House Republicans, Lobbyists Schmooze in Baltimore for GOP Retreat

After just two days back in session following a three-week break, House Republicans left the Capitol today to attend the GOP's annual retreat in Baltimore, Md. But they're not the only ones leaving Washington behind this weekend.

Helping finance the getaway are some of Washington's most powerful lobbyists, who are paying $25,000 for personal access to the GOP retreat, which this year is dubbed "Congress of Tomorrow."

This afternoon, Republicans packed their bags, boarded buses and followed a police escort 40 miles to Baltimore's Inner Harbor, where a slate of private events is planned for lawmakers over the next three days at the Marriot Waterfront hotel.

The lobbyists' donations do not go directly to the Republican Party but instead are paid to the retreat's sponsors, the Congressional Institute - a non-partisan, not-for-profit corporation that has planned the event for 24 years.

Although attendance to most of the activities is restricted to members of Congress and their staff, lobbyists for corporations and associations that financially support the Congressional Institute are invited to join legislators at a reception and dinner Thursday night.

Some Republicans contend that the presence of lobbyists does not necessarily sway lawmakers into any explicit course of action, but rather their input could be useful to help educate members on various issues.

"These people want to pay to be there. They can talk to us," Rep. Allen West, R-Fla., said. "I'm sure that there are key business leaders and things of that nature that want to talk to us about tax policy or regulatory policy and we listen to them. That doesn't mean that I have to come back here and start to develop a legislative agenda to meet their needs."

A spokeswoman for the House Republican Conference emphasized that lobbyists are not allowed to attend any planning sessions.

The retreat "provides members an opportunity to come together to discuss goals for the coming year and design a plan to achieve them," said Shannon McGahn, director of communications for the House Republican Conference. "The planning sessions are open only to members of Congress, staff, their family, and staff from the Institute - not their donors."

McGahn also said that members of Congress pay their own travel, lodging and food at the retreat, unlike the House Democrats' Issues Conference, which is paid for by the American taxpayer. The Congressional Institute, she said, "receives dues from members and has hosted this retreat for many years so that taxpayers aren't burdened with the cost."

Boarding a bus at the Capitol, Rep. Jeb Hensarling, the House Republican Conference chairman, said that members are heading to Baltimore "unified about getting jobs to Americans."

"As the president's been in office for three years, we see the worse unemployment since the Great Depression. We see small business start-ups at about a 17-year low, and one in seven on food stamps.
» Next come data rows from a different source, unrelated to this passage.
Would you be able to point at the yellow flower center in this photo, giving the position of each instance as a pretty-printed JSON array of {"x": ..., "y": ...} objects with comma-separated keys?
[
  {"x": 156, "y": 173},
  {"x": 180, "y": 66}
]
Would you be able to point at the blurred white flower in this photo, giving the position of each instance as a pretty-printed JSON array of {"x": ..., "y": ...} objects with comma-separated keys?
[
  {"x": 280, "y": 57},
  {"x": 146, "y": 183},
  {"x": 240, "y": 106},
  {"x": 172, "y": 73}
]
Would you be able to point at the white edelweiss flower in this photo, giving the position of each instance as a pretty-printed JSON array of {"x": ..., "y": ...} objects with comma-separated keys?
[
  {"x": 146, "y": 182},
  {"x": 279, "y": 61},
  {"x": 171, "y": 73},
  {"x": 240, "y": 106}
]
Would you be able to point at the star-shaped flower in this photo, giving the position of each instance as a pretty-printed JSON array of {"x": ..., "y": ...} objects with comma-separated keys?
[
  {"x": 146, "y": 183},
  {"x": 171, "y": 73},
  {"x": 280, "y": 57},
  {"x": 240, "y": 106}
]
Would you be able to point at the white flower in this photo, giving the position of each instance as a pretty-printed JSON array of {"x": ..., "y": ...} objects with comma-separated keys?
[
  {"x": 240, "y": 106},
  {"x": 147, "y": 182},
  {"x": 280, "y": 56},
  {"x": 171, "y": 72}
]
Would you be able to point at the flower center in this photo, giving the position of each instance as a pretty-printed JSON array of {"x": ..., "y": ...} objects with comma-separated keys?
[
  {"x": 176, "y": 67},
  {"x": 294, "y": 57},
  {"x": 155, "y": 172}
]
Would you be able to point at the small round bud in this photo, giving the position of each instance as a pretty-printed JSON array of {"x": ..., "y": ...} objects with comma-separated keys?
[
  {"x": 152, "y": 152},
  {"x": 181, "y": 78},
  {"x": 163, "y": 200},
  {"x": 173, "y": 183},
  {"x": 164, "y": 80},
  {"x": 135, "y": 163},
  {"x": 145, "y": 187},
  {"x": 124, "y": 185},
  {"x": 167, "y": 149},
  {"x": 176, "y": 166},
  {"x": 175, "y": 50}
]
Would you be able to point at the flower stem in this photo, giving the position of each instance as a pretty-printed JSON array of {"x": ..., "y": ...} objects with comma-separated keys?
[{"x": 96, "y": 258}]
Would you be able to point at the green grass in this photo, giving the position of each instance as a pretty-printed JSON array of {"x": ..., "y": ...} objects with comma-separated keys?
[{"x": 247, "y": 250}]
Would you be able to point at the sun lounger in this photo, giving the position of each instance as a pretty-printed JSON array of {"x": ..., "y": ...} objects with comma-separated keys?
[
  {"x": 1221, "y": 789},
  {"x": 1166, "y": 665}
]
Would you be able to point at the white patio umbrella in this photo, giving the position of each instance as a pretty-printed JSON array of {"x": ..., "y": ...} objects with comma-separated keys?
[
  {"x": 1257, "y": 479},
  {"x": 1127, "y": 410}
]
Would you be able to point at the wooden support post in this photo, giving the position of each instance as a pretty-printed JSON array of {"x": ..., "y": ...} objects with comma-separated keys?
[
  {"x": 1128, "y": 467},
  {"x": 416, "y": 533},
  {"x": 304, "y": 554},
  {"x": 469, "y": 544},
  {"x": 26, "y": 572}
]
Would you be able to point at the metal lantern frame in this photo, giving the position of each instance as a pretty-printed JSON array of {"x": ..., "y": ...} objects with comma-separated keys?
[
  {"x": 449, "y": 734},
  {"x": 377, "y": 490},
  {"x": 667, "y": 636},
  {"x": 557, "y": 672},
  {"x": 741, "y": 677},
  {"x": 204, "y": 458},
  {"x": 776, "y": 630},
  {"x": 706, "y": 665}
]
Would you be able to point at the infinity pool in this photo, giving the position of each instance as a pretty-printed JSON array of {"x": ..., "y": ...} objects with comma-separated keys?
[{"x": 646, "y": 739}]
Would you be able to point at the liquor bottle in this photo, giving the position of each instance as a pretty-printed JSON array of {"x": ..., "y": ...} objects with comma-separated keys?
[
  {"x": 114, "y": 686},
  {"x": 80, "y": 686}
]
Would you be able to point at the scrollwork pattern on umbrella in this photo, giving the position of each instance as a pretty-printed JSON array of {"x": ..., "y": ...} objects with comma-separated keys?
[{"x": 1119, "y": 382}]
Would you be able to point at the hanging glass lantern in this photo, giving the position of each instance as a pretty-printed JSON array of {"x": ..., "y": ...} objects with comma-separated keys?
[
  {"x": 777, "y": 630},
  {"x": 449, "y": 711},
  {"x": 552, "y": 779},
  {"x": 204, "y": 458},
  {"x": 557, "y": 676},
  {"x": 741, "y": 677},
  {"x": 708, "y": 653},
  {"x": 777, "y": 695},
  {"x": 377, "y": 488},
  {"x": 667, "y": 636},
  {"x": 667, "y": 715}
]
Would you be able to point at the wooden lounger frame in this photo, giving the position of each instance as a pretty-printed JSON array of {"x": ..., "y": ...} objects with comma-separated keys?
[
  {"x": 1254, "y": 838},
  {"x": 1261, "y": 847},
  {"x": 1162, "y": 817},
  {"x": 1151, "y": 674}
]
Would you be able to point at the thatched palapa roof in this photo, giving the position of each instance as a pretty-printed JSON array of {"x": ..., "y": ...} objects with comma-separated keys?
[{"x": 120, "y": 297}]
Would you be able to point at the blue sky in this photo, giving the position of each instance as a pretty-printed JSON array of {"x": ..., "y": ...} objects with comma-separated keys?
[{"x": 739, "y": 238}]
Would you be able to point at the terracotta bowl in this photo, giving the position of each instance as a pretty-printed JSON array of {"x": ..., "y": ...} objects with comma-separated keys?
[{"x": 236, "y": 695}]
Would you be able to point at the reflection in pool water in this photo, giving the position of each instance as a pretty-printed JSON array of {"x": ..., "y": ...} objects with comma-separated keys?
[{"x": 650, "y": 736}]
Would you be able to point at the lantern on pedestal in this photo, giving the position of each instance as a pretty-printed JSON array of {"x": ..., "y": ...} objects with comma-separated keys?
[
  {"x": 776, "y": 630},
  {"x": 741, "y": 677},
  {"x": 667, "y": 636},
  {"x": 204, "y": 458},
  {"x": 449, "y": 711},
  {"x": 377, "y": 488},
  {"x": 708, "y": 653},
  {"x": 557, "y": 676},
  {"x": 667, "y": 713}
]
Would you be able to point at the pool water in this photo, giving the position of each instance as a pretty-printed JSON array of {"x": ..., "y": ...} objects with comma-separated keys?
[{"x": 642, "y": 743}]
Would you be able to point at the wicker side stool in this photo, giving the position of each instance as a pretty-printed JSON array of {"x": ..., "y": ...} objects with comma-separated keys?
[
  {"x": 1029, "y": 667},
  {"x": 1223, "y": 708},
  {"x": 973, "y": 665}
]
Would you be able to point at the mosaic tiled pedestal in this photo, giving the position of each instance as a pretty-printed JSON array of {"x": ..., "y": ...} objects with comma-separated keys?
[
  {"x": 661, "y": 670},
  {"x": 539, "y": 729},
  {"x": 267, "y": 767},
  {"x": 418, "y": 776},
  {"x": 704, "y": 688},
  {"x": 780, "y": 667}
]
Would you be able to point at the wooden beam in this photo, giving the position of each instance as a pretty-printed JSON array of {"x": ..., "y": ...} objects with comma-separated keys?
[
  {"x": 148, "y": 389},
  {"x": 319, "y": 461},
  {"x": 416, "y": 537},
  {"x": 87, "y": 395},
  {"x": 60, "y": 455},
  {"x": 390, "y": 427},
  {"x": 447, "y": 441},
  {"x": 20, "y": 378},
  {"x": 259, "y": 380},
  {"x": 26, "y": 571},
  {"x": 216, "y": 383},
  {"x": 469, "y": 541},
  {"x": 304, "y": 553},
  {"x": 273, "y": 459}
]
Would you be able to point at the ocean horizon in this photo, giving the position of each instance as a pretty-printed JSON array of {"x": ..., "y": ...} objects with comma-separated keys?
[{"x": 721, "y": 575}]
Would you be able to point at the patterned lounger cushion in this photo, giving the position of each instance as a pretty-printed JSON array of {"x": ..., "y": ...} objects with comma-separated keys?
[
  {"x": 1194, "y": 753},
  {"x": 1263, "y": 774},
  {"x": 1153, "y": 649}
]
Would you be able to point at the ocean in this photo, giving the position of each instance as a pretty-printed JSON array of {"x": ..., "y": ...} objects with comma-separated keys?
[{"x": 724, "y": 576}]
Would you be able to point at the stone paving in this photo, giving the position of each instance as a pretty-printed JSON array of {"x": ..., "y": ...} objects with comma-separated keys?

So regardless of his best efforts and best intentions, [President Obama's] policies have failed," Hensarling, R-Texas, said. "It's a new year. It's time to try something new. I hope the president will start to try a new policy."

"This is a destiny-shaping year in America and essentially for all of humanity," Rep. Trent Franks, R-Ariz., said as he boarded another bus. "I hope that ours is a humble attitude and a diligent heart that we can try to find things that are good for the country and good for our fellow human beings."

According to its website, the Congressional Institute is "dedicated to helping members of Congress better serve their constituents and helping their constituents better understand the operations of the national legislature." The Institute also sponsors the Annual Congressional Art Competition and debates, among other projects. The non-profit corporation pays for expenses of congressional staff who attend as well as other costs like audio/visual equipment and the travel of guest speakers. Any aides who attend must receive permission from the House Ethics Committee and disclose of all costs.

Mark Strand, the Congressional Institute's president and a former chief of staff to former Sen. Jim Talent, R-Mo., said he - not lobbyists - helps set the schedule and secures pre-approval for the agenda from the House Ethics Committee.

"The Institute works closely with the House Republican Conference to make sure our agenda addresses the needs and concerns of the Members," Strand wrote in an email to ABC. "The Institute's supporters do not plan, attend or participate in any session of the annual conference.  Only staff from the Institute are present to help manage the program sessions."

Among the activities this weekend, members will hear speeches from former Redskins head coach Joe Gibbs, former Sen. Phil Gramm, R-Texas, and a keynote address by New Jersey Republican Gov. Chris Christie. None of the retreat's seminars are open to the press.